Structural Glazing Tapes: Foam Adhesives for Construction ApplicationsJune 17, 2019
Structural glazing tapes are expected to exhibit multiple features. If that weren’t the case, they wouldn’t be earmarked for fragile glass pane applications. The foam adhesive might cancel the wind tunnel effect in an air conditioning duct, but it would be of no use to a glazer. No, glazing tapes counter high winds and leakage currents. Viscoelastic and foamy, the material layers are optimally designed to suit tough construction applications.
Earmarked For Challenging Construction Applications
Structural glazing tapes perform as multi-faceted sealing solutions. On the glass side, the viscous adhesive grips the slick surfaces of a flat glass pane. Conforming to this hard-to-glue surface, the weatherproof material holds firm, no matter the climate. Ultraviolet rays can’t weaken the bond, nor cans a dry wind or a soaking wet shower. What if a layer of ice contracts the adhesive bond or the tape backing? No worries, structural glazing tapes are designed to shrug off the effects of the elements, even when those exterior forces strike with storm force power. Down inside the sill framing, a similar degree of sealing coherence is made manifest by the foam adhesive layer.

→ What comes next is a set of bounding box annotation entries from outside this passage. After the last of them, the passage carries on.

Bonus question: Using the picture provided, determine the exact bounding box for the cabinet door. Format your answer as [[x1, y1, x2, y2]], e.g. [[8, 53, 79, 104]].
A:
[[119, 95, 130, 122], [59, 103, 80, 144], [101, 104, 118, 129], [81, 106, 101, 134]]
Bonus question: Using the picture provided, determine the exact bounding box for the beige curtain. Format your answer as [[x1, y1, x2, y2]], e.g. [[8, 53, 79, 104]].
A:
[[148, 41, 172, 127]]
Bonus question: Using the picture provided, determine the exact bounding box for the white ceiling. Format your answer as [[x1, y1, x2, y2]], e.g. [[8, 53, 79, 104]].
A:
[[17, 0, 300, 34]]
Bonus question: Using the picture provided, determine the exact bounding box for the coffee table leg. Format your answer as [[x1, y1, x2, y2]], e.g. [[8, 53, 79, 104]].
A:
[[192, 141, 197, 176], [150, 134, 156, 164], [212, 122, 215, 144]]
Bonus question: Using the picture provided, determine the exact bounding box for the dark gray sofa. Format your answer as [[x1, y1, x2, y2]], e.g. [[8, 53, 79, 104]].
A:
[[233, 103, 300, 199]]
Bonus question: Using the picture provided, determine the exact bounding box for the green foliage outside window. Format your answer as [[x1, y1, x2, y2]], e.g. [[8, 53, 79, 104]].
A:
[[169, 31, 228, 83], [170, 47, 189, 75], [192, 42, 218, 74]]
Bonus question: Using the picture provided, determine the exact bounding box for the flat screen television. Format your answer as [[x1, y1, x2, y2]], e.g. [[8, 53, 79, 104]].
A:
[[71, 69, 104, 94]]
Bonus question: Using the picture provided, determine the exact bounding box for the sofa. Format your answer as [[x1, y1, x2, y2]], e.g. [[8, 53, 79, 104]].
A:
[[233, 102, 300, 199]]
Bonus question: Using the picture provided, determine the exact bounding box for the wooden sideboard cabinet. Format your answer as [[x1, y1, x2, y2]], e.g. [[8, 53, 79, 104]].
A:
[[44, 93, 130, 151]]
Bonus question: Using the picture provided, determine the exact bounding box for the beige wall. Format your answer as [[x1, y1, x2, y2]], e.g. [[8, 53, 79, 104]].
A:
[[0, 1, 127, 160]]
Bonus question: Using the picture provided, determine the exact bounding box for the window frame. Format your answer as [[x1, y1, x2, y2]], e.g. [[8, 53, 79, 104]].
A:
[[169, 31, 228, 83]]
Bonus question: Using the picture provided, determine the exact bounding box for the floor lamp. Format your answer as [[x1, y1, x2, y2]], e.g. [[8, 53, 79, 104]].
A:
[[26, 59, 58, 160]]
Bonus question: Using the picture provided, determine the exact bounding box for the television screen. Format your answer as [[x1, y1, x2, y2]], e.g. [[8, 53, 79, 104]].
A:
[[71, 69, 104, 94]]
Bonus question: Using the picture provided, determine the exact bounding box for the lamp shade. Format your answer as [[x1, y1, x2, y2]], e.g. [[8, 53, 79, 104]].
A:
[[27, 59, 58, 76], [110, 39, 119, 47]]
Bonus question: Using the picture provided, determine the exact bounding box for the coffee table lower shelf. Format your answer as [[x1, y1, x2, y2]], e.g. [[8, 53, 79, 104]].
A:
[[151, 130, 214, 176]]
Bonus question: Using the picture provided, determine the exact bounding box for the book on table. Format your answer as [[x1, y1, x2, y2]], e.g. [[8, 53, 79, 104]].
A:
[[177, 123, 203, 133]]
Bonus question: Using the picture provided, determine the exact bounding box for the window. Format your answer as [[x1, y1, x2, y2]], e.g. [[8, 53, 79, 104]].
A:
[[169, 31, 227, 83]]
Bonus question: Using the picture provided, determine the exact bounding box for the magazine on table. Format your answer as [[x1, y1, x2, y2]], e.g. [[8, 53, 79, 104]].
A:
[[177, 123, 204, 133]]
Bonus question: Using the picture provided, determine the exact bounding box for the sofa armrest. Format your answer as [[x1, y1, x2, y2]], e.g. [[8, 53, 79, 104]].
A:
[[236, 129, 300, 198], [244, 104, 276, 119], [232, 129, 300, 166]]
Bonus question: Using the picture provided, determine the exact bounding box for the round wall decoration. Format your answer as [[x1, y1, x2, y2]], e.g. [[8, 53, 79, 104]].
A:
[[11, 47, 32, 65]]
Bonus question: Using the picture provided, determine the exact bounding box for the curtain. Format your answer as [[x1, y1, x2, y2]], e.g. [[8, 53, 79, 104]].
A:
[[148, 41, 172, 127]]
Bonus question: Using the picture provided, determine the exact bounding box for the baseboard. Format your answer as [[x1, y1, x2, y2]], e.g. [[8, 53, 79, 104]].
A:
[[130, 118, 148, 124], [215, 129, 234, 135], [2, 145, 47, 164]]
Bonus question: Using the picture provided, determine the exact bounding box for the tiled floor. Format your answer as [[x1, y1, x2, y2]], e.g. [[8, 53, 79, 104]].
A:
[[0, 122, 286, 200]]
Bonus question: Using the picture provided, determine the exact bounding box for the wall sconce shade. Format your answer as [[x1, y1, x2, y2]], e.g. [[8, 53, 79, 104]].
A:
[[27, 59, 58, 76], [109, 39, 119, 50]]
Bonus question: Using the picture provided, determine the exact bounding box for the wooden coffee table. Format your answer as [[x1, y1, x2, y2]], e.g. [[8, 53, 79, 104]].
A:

A Best of Both Worlds Foam Adhesive
Sealing glass panes against the elements, the first half of a structural glazing tape’s duties are implemented. The job’s not finished just yet, though. The foamy lining also has to perform as a sort of spacer material. It fills the sill frame and compresses while exhibiting its viscoelastic elongation properties. And, because a window frame doesn’t have to be made of metal or painted wood, the foam-based adhesive running along the surface of a roll of glazing tape must be bond-flexible. Metal window frames or wood, vinyl or exotic composite, the sill must adhere to the construction medium. That feature also applies to the underlying structural wall. If the edges surrounding a window frame are made of masonry bricks or concrete, the structural glazing tape better should bond to those coarser structural mediums, too.
Few adhesive rolls can boast as many multipurpose bonding characteristics. On the one hand, the foam adhesive seals fine glass surfaces and prevents wind or water leaks. It also rejects the impact of UV rays and temperature-based expansion/contraction effects. Inside, the foamy bonding agent acts as a compressible spacer. It’ll conform to the unique shape of different sill profiles and framing outlines. Finally, while never forgetting the tape backing is first and foremost a construction tool, flexible glazing tapes cure against coarser building surfaces. Fine painted woods bond coarse masonry bricks. On another project, super-fine glass panes adhere to vinyl casements, which in turn bond to rough-edged concrete surfaces and weatherproof outside linings.